La bataille-celle des chiffres, la plus  reprendra avec l’évaluation des pourcentages de compréhension souhaitable : 50 %, 70 %, 30%…. Bref, cela ne vole pas toujours très haut dans les discussions enflammées entre Barbara et Werner  mais ils s’appellent encore : mon doux, ma douce, mon chéri, ma chérie… Le ton montera encore une fois davedc es injures directes. il la traite de « bactérie qui a trop bouffé de la merde » et elle, de « foutu tamia rusé du cul » ! Lui l’assimile à «de ténèbres puantes au plus profond du cul répugnant d’un blaireau baiseur ». Et elle, de «sanglier qui s’est cagué dessus et elle lui reproche d’avoir un rêve d’un enfant qui s’envole loin loin! Lui n’admet pas son « insupportable aspiration à vouloir tout effacer! »

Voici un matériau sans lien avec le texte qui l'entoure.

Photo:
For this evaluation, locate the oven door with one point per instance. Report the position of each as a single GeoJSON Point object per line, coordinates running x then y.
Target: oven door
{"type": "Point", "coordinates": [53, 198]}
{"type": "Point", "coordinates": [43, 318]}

Et rebelotte : Barbara frappe Werner au visage et ils se bagarrent jusqu’à s’écrouler: le combat cessera faute de combattants. Mais les menaces et les injures reprendront : Lui : «Il est cinq heures du matin, et je n’ai jamais été si près de t’étrangler. » Elle:  » Mon cœur ne dort plus, enculé de connard, Werner.» Le tout Jusqu’à une fin un peu conventionnelle que nous ne dévoilerons pas mais vous aurez sûrement deviné…
Ici, nous retrouvons le même ton caustique, la même cruauté dans ses dialogues mais aussi la même poésie que dans les autres pièces d’Ivan Viripaev. Mais il aurait pu éviter plusieurs fausses fins et cette Ligne solaire qui, a presque dix ans, malgré ses grandes qualités, mériterait d’être un peu élaguée
La direction d’acteurs de Clément Poirée est des plus exigeantes (mises à part les scènes de bagarre pas vraiment au point) et Aurélia Arto comme Brunot Blairet en permanence sur scène, sont vraiment impeccables et aussi crédibles, qu’attachants: un vrai et beau travail d’interprétation sans criailleries et tout en nuances. Ce sera sans doute un des succès-très mérités- du off cette année.  Et garanti sans fumigène.

Philippe du Vignal

Le Onze, 11 boulevard Raspail, Avignon à 11 h 40.